Feature #1597

Please add option in XML observation spec to select HDU names

Added by Deil Christoph over 8 years ago. Updated over 8 years ago.

Status:ClosedStart date:
Priority:NormalDue date:
Assigned To:Mayer Michael% Done:

100%

Category:-Estimated time:5.00 hours
Target version:-
Duration:

Description

As discussed on the ctools mailing list and as a follow-up to the Gammalib issue https://cta-redmine.irap.omp.eu/issues/1596 , here’s the corresponding feature request for ctools.

Please add an option to specify HDU names in the observation XML model specification, e.g. “extname” in addition to “file” here:
http://cta.irap.omp.eu/ctools-devel/user_manual/getting_started/response.html#specifying-individual-instrument-response-files

At the moment several names are hard-coded, like “POINT SPREAD FUNCTION”.

This poses extra requirements on how we have to structure and name HDUs in HESS in the FITS exporters that we’d like to get rid of:
http://gamma-astro-data-formats.readthedocs.org/en/latest/data_storage/hdu_index/index.html#disclaimer-about-hduname

Maybe this addition can still be made before the 1.0 release?


Recurrence

No recurrence.

History

#1 Updated by Knödlseder Jürgen over 8 years ago

  • Project changed from ctools to GammaLib

#2 Updated by Mayer Michael over 8 years ago

  • Tracker changed from Change request to Feature
  • Status changed from New to Feedback
  • Assigned To changed from Knödlseder Jürgen to Mayer Michael
  • Start date deleted (12/10/2015)
  • % Done changed from 0 to 100
  • Estimated time set to 5.00

I have implemented the changes to the CTA response interface. Generally, all load functions now also take the string parameter extname, which doesn’t have to be filled on default.
The derived response classes which are based on FITS tables (e.g. GCTAAeff2D) now can take the extension name on construction. The extension name can also be passed on saving.
Furthermore, I modified GCTAResponseIrf::read to look for a hdu attribute in the XML file. If present, the attribute is used and stored for saving later on. If the hdu attribute is not present it is not written to XML in the save method, and the default is used.

I have added unit test cases that read and write from and to XML, which all run smoothly.

Changes are available on 1597-Add-option-to-specify-hdu-for-cta-irfs

#3 Updated by Mayer Michael over 8 years ago

  • Status changed from Feedback to Pull request

#4 Updated by Deil Christoph over 8 years ago

Michael - sounds good to me. Thanks!

One minor question / comment: why call it “extname” in the code and “hdu” in the XML file ... make it consistent?

#5 Updated by Mayer Michael over 8 years ago

One minor question / comment: why call it “extname” in the code and “hdu” in the XML file ... make it consistent?

Don’t have a strong opinion “hdu” is shorter and more handy, “extname” makes it more consistent. Jürgen, any opinion?

#6 Updated by Knödlseder Jürgen over 8 years ago

Mayer Michael wrote:

One minor question / comment: why call it “extname” in the code and “hdu” in the XML file ... make it consistent?

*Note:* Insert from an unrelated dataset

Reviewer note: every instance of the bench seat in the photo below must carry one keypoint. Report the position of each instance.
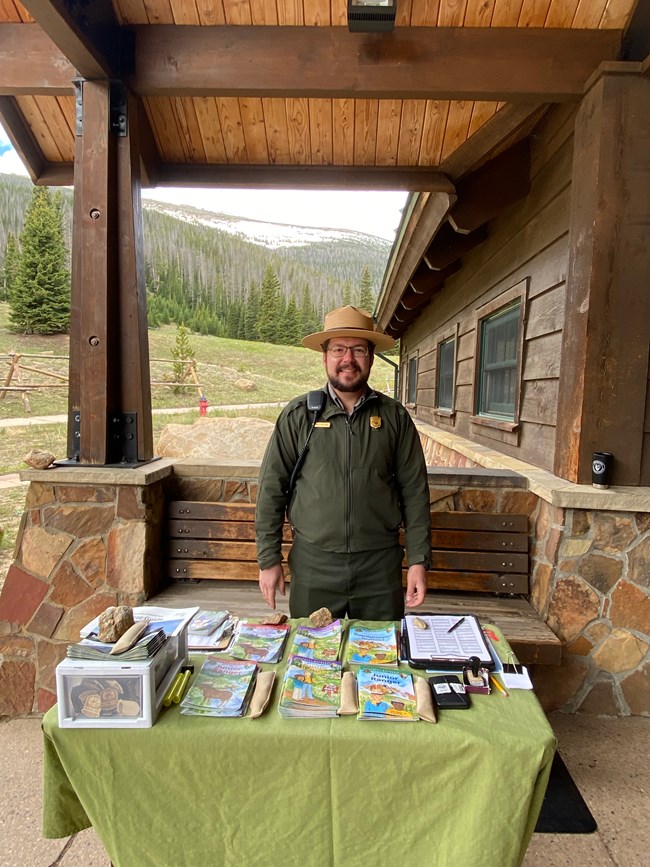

Don’t have a strong opinion “hdu” is shorter and more handy, “extname” makes it more consistent. Jürgen, any opinion?

I agree to have it consistently named extname would be better.

#7 Updated by Mayer Michael over 8 years ago

Ok, I have made the change.
We might need the same behaviour for CTAEventList and GTI?

#8 Updated by Deil Christoph over 8 years ago

We might need the same behaviour for CTAEventList and GTI?

Yes, please!

For HESS, IMO it would be nice if I have the option to store the 100k HDUs for all HESS data in one FITS file that’s a few GB in size (depending on the cuts) and distribute that instead of 100k separate files for each HDU or 20k where the HDUs for one obs are bundled.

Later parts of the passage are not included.